Sous prétexte de lutte contre les écoles musulmanes radicales, le ministère de l’Éducation vise principalement les établissements catholiques. Et menace gravement les écoles alternatives,

La manœuvre est subtile, et elle comporte trois dimensions.

1./Le 6 avril dernier, Najat Vallaud-Belkacem déclare vouloir lutter contre le risque de radicalisation des jeunes dans certaines écoles musulmanes (de fait, celles-ci sont pour la plupart liées aux Frères musulmans et à l’UOIF) ; elle voudrait donc modifier le système d’ouverture des écoles hors contrat en passant d’un régime de déclaration à un régime d’autorisation préalable.
2./ Or, après les derniers attentats parisiens, le gouvernement entend surtout inciter les établissements musulmans à passer sous contrat, en leur apportant les financements publics correspondants.

3./ Enfin, troisième mesure en chantier, le gouvernement prépare un décret réformant « le contrôle du contenu des connaissances requis des enfants instruits dans la famille ou dans les établissements d’enseignement privés hors contrat ». Autrement dit, la liberté de choisir les programmes dont jouissaient les écoles indépendantes (jusqu’alors uniquement tenues au respect du Socle commun de connaissances, de compétences et de culture en fin de scolarité obligatoire) serait remplacée par l’obligation d’aligner leur progression pédagogique sur « les objectifs de formation attendus à la fin de chaque cycle d’enseignement de la scolarité obligatoire ». En clair, les écoles hors contrat devraient désormais respecter les programmes de l’Éducation nationale, lesquels sont définis par cycles.
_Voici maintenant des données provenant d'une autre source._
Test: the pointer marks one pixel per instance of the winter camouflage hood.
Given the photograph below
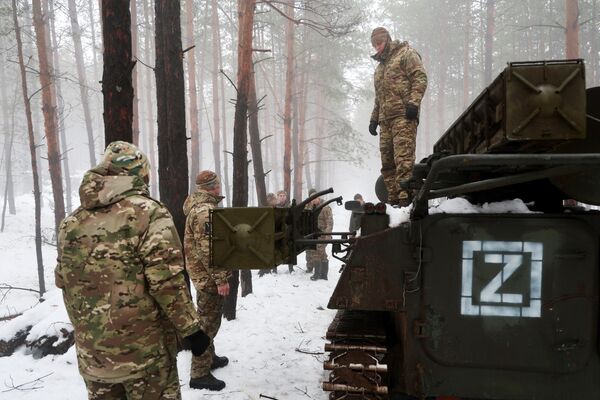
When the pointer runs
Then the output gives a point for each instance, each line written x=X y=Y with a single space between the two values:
x=101 y=187
x=390 y=49
x=200 y=197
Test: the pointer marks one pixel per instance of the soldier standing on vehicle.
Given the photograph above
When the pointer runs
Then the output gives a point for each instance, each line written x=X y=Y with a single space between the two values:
x=211 y=285
x=120 y=267
x=282 y=201
x=317 y=259
x=356 y=216
x=400 y=83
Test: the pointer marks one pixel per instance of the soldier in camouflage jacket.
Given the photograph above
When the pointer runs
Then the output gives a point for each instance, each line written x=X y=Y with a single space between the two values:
x=400 y=83
x=120 y=266
x=211 y=285
x=317 y=259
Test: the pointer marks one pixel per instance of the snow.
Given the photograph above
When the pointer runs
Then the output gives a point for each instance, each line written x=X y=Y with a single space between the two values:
x=275 y=346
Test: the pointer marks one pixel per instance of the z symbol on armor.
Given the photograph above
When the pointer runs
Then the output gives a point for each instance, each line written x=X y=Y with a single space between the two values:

Ce qui sonnerait le glas pour la liberté pédagogique.

Un décryptage attentif s’impose. En effet, les trois types de mesures envisagées sont en fait dirigées principalement contre des établissements catholiques. Les écoles indépendantes catholiques sont visées par les projets 1. et 3. : le ministère de l’Éducation nationale se donnerait le pouvoir d’empêcher toute nouvelle création d’école, et d’assurer leur formatage idéologique en les privant du choix du contenu des enseignements qui légitime pourtant leur existence. En outre les écoles indépendantes non confessionnelles créées par la Fondation Espérance Banlieues dans les cités les plus difficiles seraient directement compromises : « Si cette réforme venait à entrer en vigueur, elle rendrait impossible le travail des écoles Espérance banlieues qui ont besoin de pouvoir adapter les programmes définis par l’Éducation nationale à la réalité des besoins des enfants, constatés sur le terrain, toujours

dans le respect du socle de connaissances précédemment évoqué. En pratique, dans nos écoles, certaines matières secondaires dites d’éveil ne sont pas ou peu enseignées dans certains cycles afin de donner plus de temps aux équipes pédagogiques pour renforcer les connaissances et compétences des enfants dans les matières fondamentales, à commencer par le français qui n’est que rarement la langue parlée à la maison des élèves d’Espérance Banlieues. » L’essor considérable des écoles indépendantes est effectivement un signe d’échec très gênant d’un enseignement public naufragé.
Mais ces écoles totalement libres ne sont pas les seules à être concernées par les projets gouvernementaux, comme l’a bien souligné Anne Coffinier, directrice générale de la Fondation pour l’école (Le Figaro, 19/3). En effet, l’enseignement catholique sous contrat risque d’être encore plus asphyxié en raison de la règle dite du 80/20 : l’État limite à 20 % le nombre d’élèves inscrits dans le privé. Une contrainte forte lorsque l’on sait, comme le montrent les sondages, que 40 % des familles souhaiteraient scolariser leurs enfants dans les écoles sous contrat ; celles-ci doivent globalement refuser une inscription sur deux (et les meilleures davantage que les moins bonnes). Or si ce tabou des 20 % est maintenu et que les écoles musulmanes se multiplient, la part revenant aux écoles catholiques sous contrat sera d’autant plus réduite. Cette crainte explique la réaction des responsables de l''Enseignement catholique et de l’épiscopat face aux menaces qui se profilent.